4. Repeat this for all the items listed on the screen, then click the blue checkmark icon to save the configuration.

Once you have completed these mapping steps for agentId, index, node_id, source_ip and schema, you can move to the next step, setting up the dashboards.

Tip: If you are curious, these five dynamic metadata values you have just set up can be viewed by choosing any cisco-mobilitycore-pm object in the inventory, (it can take some time for data to start flowing, so check back if the values aren’t populated in the first few minutes after he procedure is complete):

5. Set Up Dashboards

This section will help familiarize you with the steps involved in creating dashboards in Provider Connectivity Assurance. This is not a prescriptive set of dashboards. Rather, it is an overview of how to create dashboards and interpret the mobility performance monitoring data, so that you can build dashboards that meet your specific customer use cases.

A few tips about the mobility data:

The Mobility Performance Monitoring data collected in Provider Connectivity Assurance are categorized primarily by “node_id” and “index”.

• node_id is a device identifier and can be used for the most detailed breakdowns of data in dashboards.

• index is used to identify sub-categories on each device.

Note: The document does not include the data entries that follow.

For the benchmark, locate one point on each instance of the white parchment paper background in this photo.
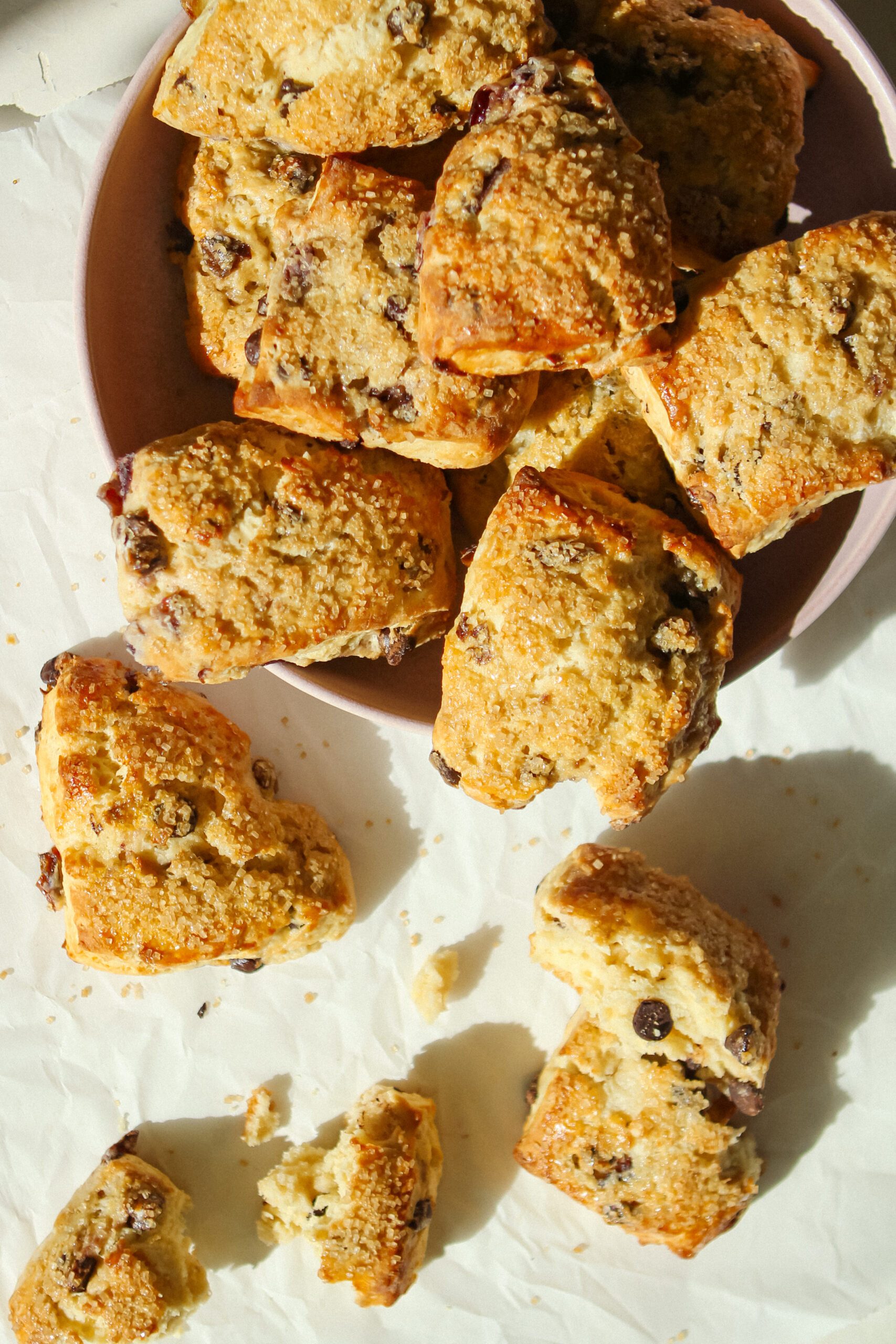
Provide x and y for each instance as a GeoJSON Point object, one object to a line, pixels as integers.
{"type": "Point", "coordinates": [789, 820]}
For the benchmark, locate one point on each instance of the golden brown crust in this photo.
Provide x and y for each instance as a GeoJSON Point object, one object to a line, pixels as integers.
{"type": "Point", "coordinates": [592, 642]}
{"type": "Point", "coordinates": [234, 550]}
{"type": "Point", "coordinates": [338, 351]}
{"type": "Point", "coordinates": [117, 1265]}
{"type": "Point", "coordinates": [779, 389]}
{"type": "Point", "coordinates": [340, 76]}
{"type": "Point", "coordinates": [549, 245]}
{"type": "Point", "coordinates": [171, 855]}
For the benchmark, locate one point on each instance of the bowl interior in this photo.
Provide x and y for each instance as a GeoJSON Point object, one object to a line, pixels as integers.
{"type": "Point", "coordinates": [141, 382]}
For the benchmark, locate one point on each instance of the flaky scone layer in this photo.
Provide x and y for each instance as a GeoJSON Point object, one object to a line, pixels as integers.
{"type": "Point", "coordinates": [168, 848]}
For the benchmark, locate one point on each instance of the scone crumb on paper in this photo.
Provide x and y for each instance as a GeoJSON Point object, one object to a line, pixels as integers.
{"type": "Point", "coordinates": [433, 982]}
{"type": "Point", "coordinates": [262, 1117]}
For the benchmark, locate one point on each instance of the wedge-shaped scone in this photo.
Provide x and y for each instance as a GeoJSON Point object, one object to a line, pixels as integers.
{"type": "Point", "coordinates": [640, 1141]}
{"type": "Point", "coordinates": [592, 642]}
{"type": "Point", "coordinates": [167, 846]}
{"type": "Point", "coordinates": [583, 426]}
{"type": "Point", "coordinates": [340, 76]}
{"type": "Point", "coordinates": [549, 243]}
{"type": "Point", "coordinates": [718, 101]}
{"type": "Point", "coordinates": [338, 351]}
{"type": "Point", "coordinates": [779, 390]}
{"type": "Point", "coordinates": [229, 194]}
{"type": "Point", "coordinates": [241, 543]}
{"type": "Point", "coordinates": [660, 967]}
{"type": "Point", "coordinates": [117, 1266]}
{"type": "Point", "coordinates": [364, 1205]}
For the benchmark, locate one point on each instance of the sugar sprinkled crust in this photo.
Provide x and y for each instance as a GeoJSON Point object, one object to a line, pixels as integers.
{"type": "Point", "coordinates": [168, 847]}
{"type": "Point", "coordinates": [779, 389]}
{"type": "Point", "coordinates": [592, 642]}
{"type": "Point", "coordinates": [338, 351]}
{"type": "Point", "coordinates": [366, 1205]}
{"type": "Point", "coordinates": [117, 1265]}
{"type": "Point", "coordinates": [340, 76]}
{"type": "Point", "coordinates": [549, 244]}
{"type": "Point", "coordinates": [640, 1141]}
{"type": "Point", "coordinates": [241, 543]}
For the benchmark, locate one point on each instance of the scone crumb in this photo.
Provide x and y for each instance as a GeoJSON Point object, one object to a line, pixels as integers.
{"type": "Point", "coordinates": [433, 982]}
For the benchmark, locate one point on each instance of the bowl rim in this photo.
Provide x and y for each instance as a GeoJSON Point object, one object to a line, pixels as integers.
{"type": "Point", "coordinates": [878, 506]}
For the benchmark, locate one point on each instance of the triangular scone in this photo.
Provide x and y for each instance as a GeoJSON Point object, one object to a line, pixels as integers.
{"type": "Point", "coordinates": [117, 1265]}
{"type": "Point", "coordinates": [366, 1205]}
{"type": "Point", "coordinates": [592, 642]}
{"type": "Point", "coordinates": [168, 846]}
{"type": "Point", "coordinates": [638, 1140]}
{"type": "Point", "coordinates": [549, 243]}
{"type": "Point", "coordinates": [338, 353]}
{"type": "Point", "coordinates": [660, 967]}
{"type": "Point", "coordinates": [234, 550]}
{"type": "Point", "coordinates": [342, 76]}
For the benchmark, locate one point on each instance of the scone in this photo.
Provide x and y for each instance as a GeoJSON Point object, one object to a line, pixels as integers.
{"type": "Point", "coordinates": [338, 351]}
{"type": "Point", "coordinates": [239, 545]}
{"type": "Point", "coordinates": [168, 848]}
{"type": "Point", "coordinates": [229, 194]}
{"type": "Point", "coordinates": [583, 426]}
{"type": "Point", "coordinates": [779, 390]}
{"type": "Point", "coordinates": [638, 1140]}
{"type": "Point", "coordinates": [366, 1205]}
{"type": "Point", "coordinates": [549, 241]}
{"type": "Point", "coordinates": [340, 76]}
{"type": "Point", "coordinates": [117, 1266]}
{"type": "Point", "coordinates": [716, 100]}
{"type": "Point", "coordinates": [660, 967]}
{"type": "Point", "coordinates": [592, 642]}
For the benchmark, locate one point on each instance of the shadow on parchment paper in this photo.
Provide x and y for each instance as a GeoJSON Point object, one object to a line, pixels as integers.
{"type": "Point", "coordinates": [804, 850]}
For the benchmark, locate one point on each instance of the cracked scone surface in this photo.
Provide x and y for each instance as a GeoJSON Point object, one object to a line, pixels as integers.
{"type": "Point", "coordinates": [168, 847]}
{"type": "Point", "coordinates": [716, 100]}
{"type": "Point", "coordinates": [640, 1141]}
{"type": "Point", "coordinates": [229, 195]}
{"type": "Point", "coordinates": [239, 545]}
{"type": "Point", "coordinates": [342, 76]}
{"type": "Point", "coordinates": [117, 1265]}
{"type": "Point", "coordinates": [366, 1205]}
{"type": "Point", "coordinates": [592, 642]}
{"type": "Point", "coordinates": [338, 354]}
{"type": "Point", "coordinates": [779, 389]}
{"type": "Point", "coordinates": [549, 243]}
{"type": "Point", "coordinates": [626, 936]}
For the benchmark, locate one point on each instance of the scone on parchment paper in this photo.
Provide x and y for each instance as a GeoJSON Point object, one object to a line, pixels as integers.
{"type": "Point", "coordinates": [168, 846]}
{"type": "Point", "coordinates": [366, 1205]}
{"type": "Point", "coordinates": [716, 100]}
{"type": "Point", "coordinates": [338, 351]}
{"type": "Point", "coordinates": [779, 390]}
{"type": "Point", "coordinates": [239, 545]}
{"type": "Point", "coordinates": [549, 241]}
{"type": "Point", "coordinates": [342, 76]}
{"type": "Point", "coordinates": [592, 642]}
{"type": "Point", "coordinates": [117, 1266]}
{"type": "Point", "coordinates": [640, 1140]}
{"type": "Point", "coordinates": [660, 967]}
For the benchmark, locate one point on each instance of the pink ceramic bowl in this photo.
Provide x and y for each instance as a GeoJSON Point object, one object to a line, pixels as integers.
{"type": "Point", "coordinates": [141, 383]}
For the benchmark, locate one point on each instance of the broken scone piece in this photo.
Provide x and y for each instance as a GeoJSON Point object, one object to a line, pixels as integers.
{"type": "Point", "coordinates": [779, 390]}
{"type": "Point", "coordinates": [592, 642]}
{"type": "Point", "coordinates": [660, 967]}
{"type": "Point", "coordinates": [642, 1141]}
{"type": "Point", "coordinates": [239, 545]}
{"type": "Point", "coordinates": [168, 848]}
{"type": "Point", "coordinates": [117, 1266]}
{"type": "Point", "coordinates": [338, 353]}
{"type": "Point", "coordinates": [549, 243]}
{"type": "Point", "coordinates": [366, 1205]}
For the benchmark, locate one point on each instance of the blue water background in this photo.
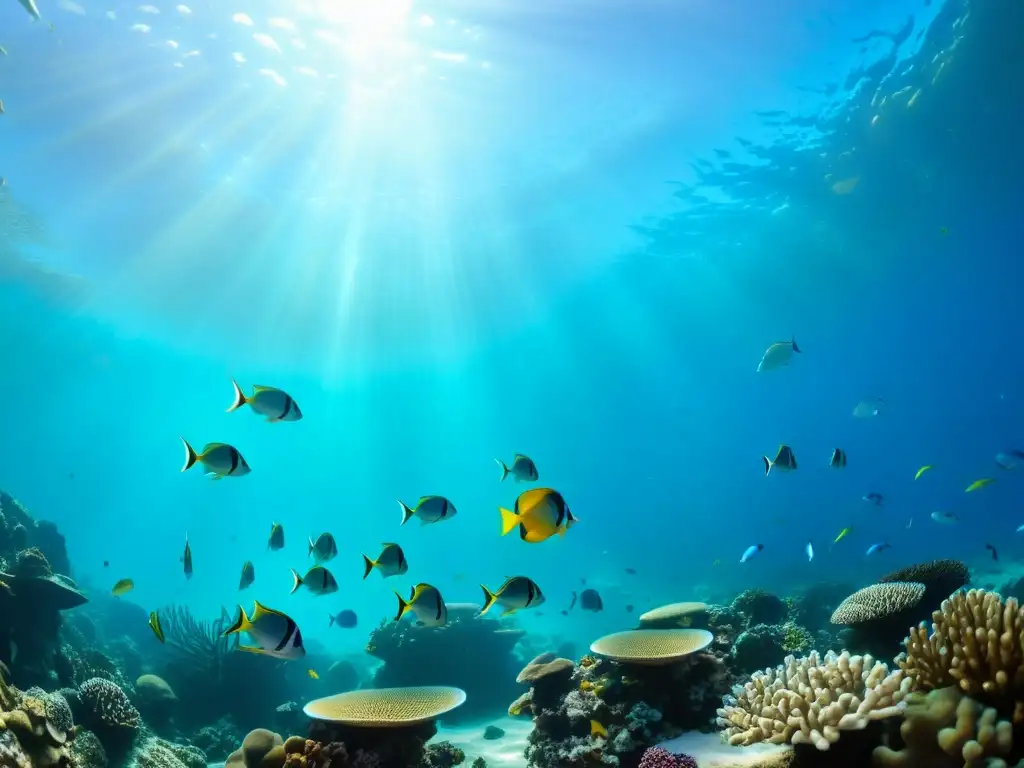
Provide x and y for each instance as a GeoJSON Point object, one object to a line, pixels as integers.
{"type": "Point", "coordinates": [579, 251]}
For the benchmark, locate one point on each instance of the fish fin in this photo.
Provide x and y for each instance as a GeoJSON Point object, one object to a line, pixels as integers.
{"type": "Point", "coordinates": [252, 649]}
{"type": "Point", "coordinates": [407, 512]}
{"type": "Point", "coordinates": [242, 624]}
{"type": "Point", "coordinates": [240, 397]}
{"type": "Point", "coordinates": [403, 605]}
{"type": "Point", "coordinates": [510, 520]}
{"type": "Point", "coordinates": [190, 456]}
{"type": "Point", "coordinates": [505, 469]}
{"type": "Point", "coordinates": [488, 599]}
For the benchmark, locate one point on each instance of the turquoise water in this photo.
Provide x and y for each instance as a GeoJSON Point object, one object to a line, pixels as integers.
{"type": "Point", "coordinates": [459, 230]}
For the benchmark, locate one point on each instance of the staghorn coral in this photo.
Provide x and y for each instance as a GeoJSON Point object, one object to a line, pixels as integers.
{"type": "Point", "coordinates": [976, 642]}
{"type": "Point", "coordinates": [812, 700]}
{"type": "Point", "coordinates": [946, 729]}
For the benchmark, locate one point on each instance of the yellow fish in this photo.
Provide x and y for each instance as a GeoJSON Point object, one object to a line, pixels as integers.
{"type": "Point", "coordinates": [843, 535]}
{"type": "Point", "coordinates": [155, 626]}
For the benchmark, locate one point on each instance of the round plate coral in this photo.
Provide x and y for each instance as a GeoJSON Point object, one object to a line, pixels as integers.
{"type": "Point", "coordinates": [651, 646]}
{"type": "Point", "coordinates": [386, 708]}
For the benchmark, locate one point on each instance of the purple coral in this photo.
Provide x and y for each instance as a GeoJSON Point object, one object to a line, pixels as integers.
{"type": "Point", "coordinates": [655, 757]}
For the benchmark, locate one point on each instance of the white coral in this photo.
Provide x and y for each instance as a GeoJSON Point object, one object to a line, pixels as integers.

For example, a device can have many interfaces, and the index would represent each interface on the device.

In the Inventory ▶ Sessions screen in Provider Connectivity Assurance, each session (also known as an object) has a name that is constructed to follow the same pattern.  The naming pattern is:

<nodename>_<index>_cisco-mobilitycore-pm_<schema>

In the example screenshot below, the node name is “cee1”, the index is “bulk-stats”, and the schema is “5gsystem”:

Keep this tip in mind when building dashboards and deciphering data.  

5.1 User Interface for Creating Dashboards

This section provides a summary of user interface actions for creating dashboards. For more comprehensive guidance, refer to these instructions on Authoring Dashboards.

To get started, navigate to the Dashboards widget and click + Create to create a new dashboard:

You will be prompted to name and save the dashboard:

To edit a dashboard, select the dashboard from the list and use the Author mode button in the top right corner:

To add a new section to a dashboard, click + Card:

Widgets are used to visualize data and cards can have one or more Widgets (e.g. Aggregate, Timeseries, Table).

5.2 Designing appropriate customer dashboards

Dashboards in Provider Connectivity Assurance are crafted by reviewing metrics that are available and deciding what would be interesting to the customer. As an example, the object “cisco-mobilitycore-pm-apn” has a metric “activeSessions4g”.

Let’s walk through creating a dashboard to display that metric in a timeseries, grouped by device.

Example Dashboard - Timeseries (line graph) of active 4g sessions, grouped by device

Using Dashboard ▶ Create ▶ Author ▶ + Card actions described previously, name the card “Active 4G Sessions by node”:

Choose to add Data using the + (plus) button on the right side:

This opens a list of all the cisco-mobilitycore-pm object types available. For this example, highlight cisco-mobilitycore-pm-apn and choose activeSessions4G using the + (plus) button:

Next, select Group by using the + (plus) button on the right side, and choose “node_id”:

To design a dashboard that filters to show only specific devices, use the Session identifier.  

Choose Filters ▶ Sessions ▶ + button.

Use the search box or filter on type = ciscomobilitycore-pm to narrow down the list of devices. Then, select the devices to show in the dashboard. Use the top-right checkmark to save the filter:

Tip: Note that multiple metrics can be combined in the same widget for comparison, including permutations of metrics and categories.

For convenience, Widgets, Cards and Dashboards can be cloned. Dashboards may be exported and imported between systems, provided that the same metrics and metadata are present on the importing system.

For more detailed instructions on how to configure Widgets, refer to these instructions.    

At this stage, your mobility performance monitoring data is being ingested into Provider Connectivity Assurance, and you can create dashboard visualizations to meet the customer’s use cases.